Maraknya kasus money politik sendiri menunjukkan bahwa negeri ini
sedang dilanda krisis kepercayaan diri terutama yang dialami oleh para
kandidat.

Politik uang juga tergolong kedalam kasus pelanggaran. hal ini


tertuang jelas dalam Pasal 73 ayat 3 Undang Undang No. 3 tahun 1999
berbunyi:

“Barang siapa pada waktu diselenggarakannya pemilihan umum


menurut undang-undang ini dengan pemberian atau janji menyuap
seseorang, baik supaya orang itu tidak menjalankan haknya untuk
memilih maupun supaya ia menjalankan haknya dengan cara
tertentu, dipidana dengan pidana hukuman penjara paling lama
tiga tahun.

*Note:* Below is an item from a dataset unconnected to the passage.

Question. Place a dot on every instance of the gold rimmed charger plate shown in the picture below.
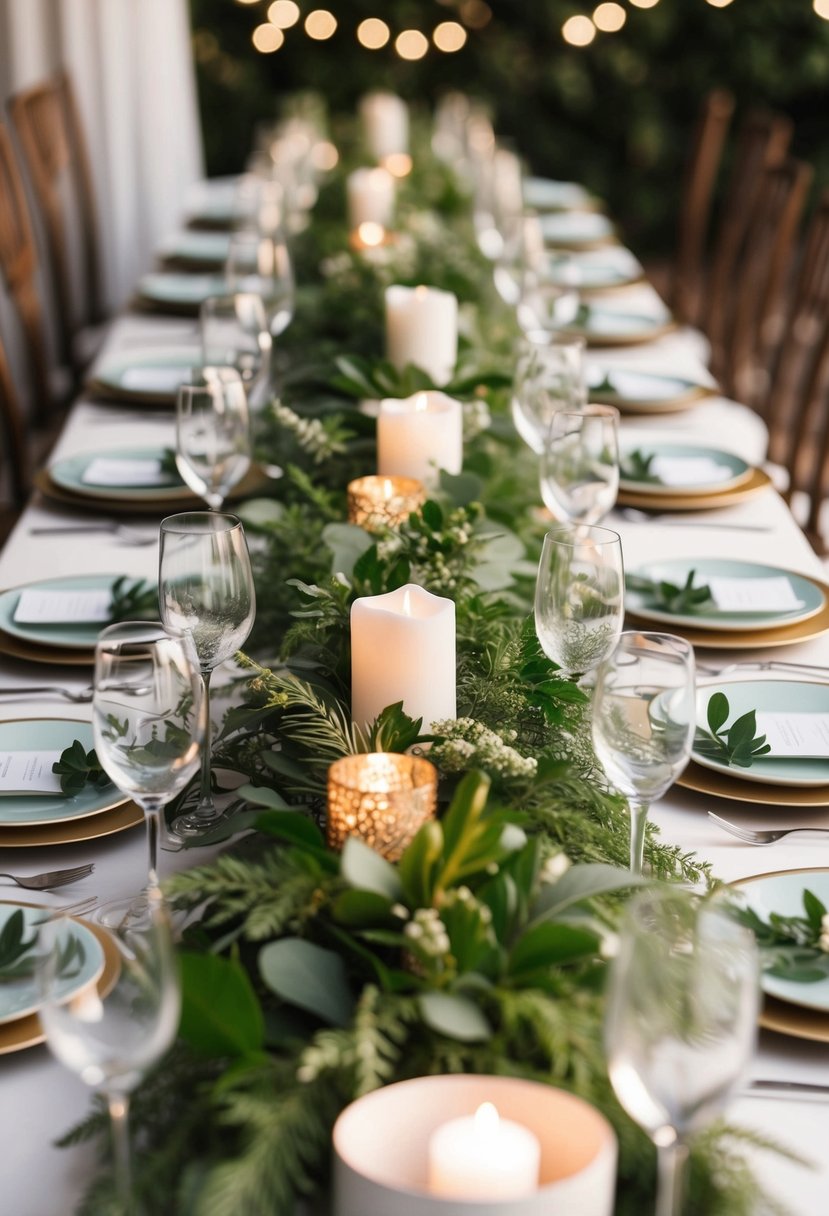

Pidana itu dikenakan juga kepada pemilih yang
menerima suap berupa pemberian atau janji berbuat sesuatu.”

Intimidasi

Dalam Kamus Besar Bahasa Indonesia (KBBI), Intimidasi


merupakan tindakan yang berkaitan dengan perilaku menakut-nakuti
untuk memaksa orang atau pihak lain agar berbuat sesuatu. Hal tersebut
dapat disertai dengan gertakan atau ancaman. Tujuan intimidasi tersebut
biasanya meliputi tujuan agama, politik, maupun ideologi. Intimidasi
seringkali dilakukan sebagian orang untuk mendapatkan kekuasaan dan
legitimasi atas korbannya. Jadi intimidasi ini juga sangat berbahaya.
Sebagai contoh, seringkali ada oknum yang melakukan intimidasi terhadap
warga agar mencoblos salah satu calon. Intimidasi juga disebut (crowing)
yang artinya adalah perilaku “yang akan menyebabkan seseorang yang ada
pada umumnya akan merasakan “takut cedera” atau berbahaya. Ini tidak
diperlukan untuk membuktikan bahwa perilaku tersebut sehingga
menimbulkan kekerasan sebagai teror atau korban yang sebenarnya takut.
Adapun kasus intimidasi dalam pelaksanaan demokrasi sebagai berikut.

79
Pemilihan Kepala Daerah di Aceh 2017 tidak lepas dari adanya
gangguan berupa intimidasi. Hal itu terungkap dari pantauan langsung
sejumlah forum yang tergabung dalam Koalisi Pemantau Pilkada Aceh
2017. Salah satu bentuk gangguan intimidasi adalah seperti yang terjadi di
Aceh Barat. Anggota Perkumpulan Untuk Pemilu dan Demokrasi
Kholilullah mengatakan, sehari sebelum pencoblosan, seorang pegawai
Bappeda Aceh Barat menemukan sebuah kotak yang diduga bom.
Pasalnya, di dalam kotak barang itu terdapat kabel. "Pegawai itu curiga,
kemudian lapor polisi. Tidak lama kemudian, tim gegana kepolisian
datang," katanya, Jumat, 17 Februari 2017. Kotak mencurigakan itu, kata
dia, akhirnya diledakkan pada saat itu juga. Tidak terkonfirmasi dari
kepolisian apakah kotak mencurigakan itu bom karena, menurut
Kholilullah, tim gegana keburu meledakkannya pada saat itu juga.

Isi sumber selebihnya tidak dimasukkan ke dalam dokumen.